Nobody else came to Penn State at 125 because Suriano was there. He lacks the maturity level for a program like Penn State, which is fine. I think that will show in his results in the future - there have always been talented kids who don't pan out because they don't have the right mindset to get to the same place that someone like Snyder has gotten to.

But to discourage all of these athletes from transferring out of preference or lack of dedication, and then having programs who have invested time and money pay the consequences for it, all athletes should have to sit out a year (in conference transfer or not).
cradleman (2) about a month and a half ago
Wish him the best. He is a kid. However, nothing was stripped from him. He experienced an injury. That he has to own and it's not Penn States fault. I remember way back in 1970 as a Wilkes freshman. I was a LI product and we had a bunch of guys from the Island and a bunch from Jersey who were always fighting. We got along well with the PA boys those Jersey boys always talked a lot. At that time their wrestling couldn't cash what their mouths wrote. ;)
ellascott (1) about a month and a half ago
"...I had a title stripped from me, an opportunity stripped from me."

- any idea what he is referring to with this quote? Really seems more a lost opportunity in a situation in which he seems to have not agreed with the approach taken, rather than a title being taken away, or am i missing something? I am not critiquing, just wondering.
lesman67 (1) about a month and a half ago
I don't like it, not that that matters but here's how I see it: you choose a school and sign a letter of commitment to that school. Changing your mind because you're a kid and you don't like the situation doesn't exonerate you from making a poor choice on your part in the first place. What did anyone take from him? I can't see Cael saying, " We have a stud 125 pounder, he's banged up and I'm not going to let him wrestle so he can't win a title". I would think that the Penn St. wrestling staff would make the call in favor of the wrestler and his future. Not sure he could have beaten Gilman and therefore not sure he would have beaten Cruz. Big Ten made a mistake on this one, kids are going to decide that they want to go to some other school and I can see lawsuits coming forward, can't play favorites.
twolverton (1) about a month and a half ago
I have gone back and forth on this whole transfer thing. Remember that a scholarship is a one-year agreement, not all four years. It can be, and often is, adjusted each year. Yes, colleges invest a lot of resources in the recruitment of an athlete, and so do all of those that also recruit him and don't get him to sign with them. I have no problem with an athlete changing their mind and going elsewhere from the perspective that after a year they have fulfilled their commitment for the scholarship that they were awarded. It sucks to be a fan and see good guys leave the team you support, but a lot of times the coach or the program did not meet the expectations of the kid coming in. This isn't a new thing. Steve Mocco wrestled for both Iowa and Oklahoma State. Should they have to sit out a year or a semester? I guess that's the biggest question that I can't answer because I see pro's and con's to each.
johnnyknj (1) about a month and a half ago
ellascott (1) 1 day ago
"...I had a title stripped from me, an opportunity stripped from me."
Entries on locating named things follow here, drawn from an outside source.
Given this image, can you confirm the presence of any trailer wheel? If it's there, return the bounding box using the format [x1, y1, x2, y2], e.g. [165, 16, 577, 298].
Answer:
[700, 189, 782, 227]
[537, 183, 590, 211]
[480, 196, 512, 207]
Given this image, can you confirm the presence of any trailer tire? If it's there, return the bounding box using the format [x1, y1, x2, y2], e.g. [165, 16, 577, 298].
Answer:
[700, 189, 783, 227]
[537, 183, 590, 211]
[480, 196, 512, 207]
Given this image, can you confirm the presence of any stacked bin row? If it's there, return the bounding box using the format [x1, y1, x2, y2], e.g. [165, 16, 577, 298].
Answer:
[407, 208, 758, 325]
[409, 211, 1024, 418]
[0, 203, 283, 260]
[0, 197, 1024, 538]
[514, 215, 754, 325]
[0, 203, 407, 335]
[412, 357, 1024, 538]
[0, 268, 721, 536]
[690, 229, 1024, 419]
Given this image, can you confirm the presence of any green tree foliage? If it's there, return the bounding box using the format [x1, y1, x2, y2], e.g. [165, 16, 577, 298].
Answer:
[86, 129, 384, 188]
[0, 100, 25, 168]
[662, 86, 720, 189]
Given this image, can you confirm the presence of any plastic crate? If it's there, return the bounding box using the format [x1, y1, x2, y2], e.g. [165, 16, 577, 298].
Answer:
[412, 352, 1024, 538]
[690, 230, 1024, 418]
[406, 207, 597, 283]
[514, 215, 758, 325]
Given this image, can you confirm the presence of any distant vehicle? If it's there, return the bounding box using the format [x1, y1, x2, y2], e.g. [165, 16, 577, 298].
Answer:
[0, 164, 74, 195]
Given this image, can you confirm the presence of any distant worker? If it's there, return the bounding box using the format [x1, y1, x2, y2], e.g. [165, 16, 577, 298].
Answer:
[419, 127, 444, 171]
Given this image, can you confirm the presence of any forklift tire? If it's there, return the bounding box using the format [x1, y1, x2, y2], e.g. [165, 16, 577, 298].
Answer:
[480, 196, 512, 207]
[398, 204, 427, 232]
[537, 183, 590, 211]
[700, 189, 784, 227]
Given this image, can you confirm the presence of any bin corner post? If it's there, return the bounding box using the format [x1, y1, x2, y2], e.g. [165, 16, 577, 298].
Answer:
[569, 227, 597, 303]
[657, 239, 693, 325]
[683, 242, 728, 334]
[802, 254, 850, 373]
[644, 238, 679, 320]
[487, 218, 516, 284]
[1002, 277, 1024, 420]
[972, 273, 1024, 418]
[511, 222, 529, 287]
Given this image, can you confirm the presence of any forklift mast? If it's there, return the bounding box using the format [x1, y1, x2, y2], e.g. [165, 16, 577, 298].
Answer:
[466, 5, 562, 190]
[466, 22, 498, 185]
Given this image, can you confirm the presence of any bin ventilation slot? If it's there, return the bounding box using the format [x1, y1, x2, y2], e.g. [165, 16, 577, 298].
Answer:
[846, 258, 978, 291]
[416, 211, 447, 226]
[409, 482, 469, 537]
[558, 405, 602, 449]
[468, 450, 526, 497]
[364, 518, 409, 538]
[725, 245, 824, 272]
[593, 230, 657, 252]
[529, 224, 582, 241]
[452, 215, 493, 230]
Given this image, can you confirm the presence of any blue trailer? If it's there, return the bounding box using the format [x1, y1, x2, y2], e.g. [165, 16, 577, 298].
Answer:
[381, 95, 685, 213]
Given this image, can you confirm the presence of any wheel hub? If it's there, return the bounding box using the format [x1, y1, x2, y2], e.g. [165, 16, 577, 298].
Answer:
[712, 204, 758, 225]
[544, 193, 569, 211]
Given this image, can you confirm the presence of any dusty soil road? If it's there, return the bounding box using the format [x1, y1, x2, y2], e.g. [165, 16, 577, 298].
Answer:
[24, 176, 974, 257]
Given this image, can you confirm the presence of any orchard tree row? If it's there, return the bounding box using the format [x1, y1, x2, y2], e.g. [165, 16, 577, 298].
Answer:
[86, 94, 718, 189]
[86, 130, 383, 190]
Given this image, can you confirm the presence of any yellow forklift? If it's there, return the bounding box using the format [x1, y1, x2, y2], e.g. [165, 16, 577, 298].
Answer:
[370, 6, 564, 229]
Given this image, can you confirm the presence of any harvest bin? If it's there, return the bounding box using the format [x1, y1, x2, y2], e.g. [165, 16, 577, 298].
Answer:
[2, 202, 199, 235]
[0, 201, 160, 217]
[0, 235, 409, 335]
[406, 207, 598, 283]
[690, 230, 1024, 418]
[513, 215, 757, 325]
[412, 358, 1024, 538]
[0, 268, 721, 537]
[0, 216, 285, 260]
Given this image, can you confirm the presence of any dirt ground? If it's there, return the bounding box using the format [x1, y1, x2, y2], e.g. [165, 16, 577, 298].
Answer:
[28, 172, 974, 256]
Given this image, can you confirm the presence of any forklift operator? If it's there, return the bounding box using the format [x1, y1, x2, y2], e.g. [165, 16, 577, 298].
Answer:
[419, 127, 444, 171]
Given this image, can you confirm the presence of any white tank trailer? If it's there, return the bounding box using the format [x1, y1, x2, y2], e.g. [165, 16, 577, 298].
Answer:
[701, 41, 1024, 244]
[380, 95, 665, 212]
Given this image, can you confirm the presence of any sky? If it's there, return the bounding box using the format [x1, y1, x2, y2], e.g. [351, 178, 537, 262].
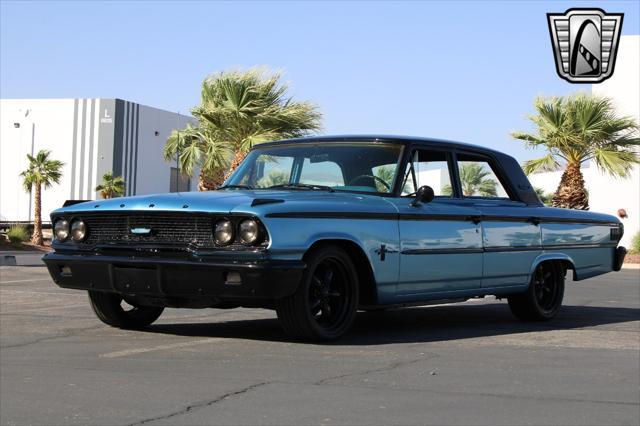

- any idea what he is referring to with this quote? Really seems more a lost opportunity in a situation in which he seems to have not agreed with the approach taken, rather than a title being taken away, or am i missing something? I am not critiquing, just wondering.


That struck me too. I think he means he had an opportunity taken away. He also obviously does not know the meaning of "tragic". Hopefully he takes some English courses at Rutgers.
Punisher (1) about a month ago
I think he would have won the title, but to say he was stripped of the title? I saw him in the wrestling room with an ankle brace riding the bike, then he was working with the team and could not put weight on the foot when shot upon, held the leg in the air mid sprawl. this was a week before the Big 10 tournament.
FLYankee (1) about a month ago
If coaches can leave schools (and their recruits) without ramifications than wrestlers or any athlete should be accommodated the same freedom. The argument of "paid" or "unpaid" should be irrelevant.